Il prevosto ci pensò non una, ma più volte, perché non era cosa su cui decide alla leggera, ma alla fine accettò di firmare la cessione dell’alpeggio, con regolare atto notarile, ad alcune famiglie di Sacco. Pensava di essersi tolto un peso, e per un bel pezzo dormì tranquillo. Poi alcune voci che gli erano giunte all’orecchio cominciarono a turbare i suoi sonni: dicevano, queste voci, che in quel di Sacco le famiglie che avevano acquistato l’alpeggio se la passavano decisamente meglio che in passato, perché gli affari andavano a gonfie vele. Ed aggiungevano, maligne come solo le voci di paese sanno essere, che se la ridevano alle spalle del prevosto di Cosio Valtellino e della sua dabbenaggine. Questi decise, dunque, di vederci chiaro, e scoprì l’inganno: altro che spese, altro che debiti! Quell’alpeggio valeva una fortuna. Ed ormai era troppo tardi per recuperarla. Non poteva, però, l’imbroglione passarla liscia. Venne, quindi, con atto solenne scomunicato e radiato dalla Fabbriceria della Chiesa. Ma la punizione non si fermò qui: il prevosto vi aggiunse, per soprammercato, una bella (si fa per dire) maledizione post mortem: dopo il trapasso l’imbroglione sarebbe stato condannato ad aggirarsi senza pace su un carrozzino di un rosso fiammante, trainato da un cavallo nero, in quel medesimo alpeggio di cui aveva fraudolentemente privato la curia, fino al giorno nel quale questa non gli avesse concesso il perdono.
E così accadde. Dal giorno della morte del disonesto amministratore sull’alpeggio e nei suoi dintorni cominciarono ad accadere cose inquietanti, ed ancora oggi accadono nelle notti di luna piena. Terminata la stagione estiva, quando le mucche sono ridiscese a Sacco e sull’alpeggio restano solo il caricatore d’alpe e il casinée per stà endrée, cioè per far pascolare a poche bestie l’erba rimasta, a notte fatta si odono cigolare le ruole del “birücìn de ulàa”, cioè del carrozzino del monte Olano (così viene chiamato).

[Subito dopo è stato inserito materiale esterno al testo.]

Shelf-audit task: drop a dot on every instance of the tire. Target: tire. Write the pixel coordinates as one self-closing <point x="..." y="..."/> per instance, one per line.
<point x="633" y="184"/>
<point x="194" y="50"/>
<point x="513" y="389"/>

Sui ciottoli delle mulattiera che portano all’alpeggio si odono, poi, gli zoccoli del cavallo e qualcuno testimonia di aver visto il sinistro profilo del carrozzino correre sul sentiero di Val Giöta, sulla cima della Bianca e sulla Motta. La leggenda vuole che nel carrozzino vaghi l’anima in pena dell’amministratore disonesto, in attesa del giorno del perdono. Che, dice sempre la leggenda, probabilmente non verrà mai.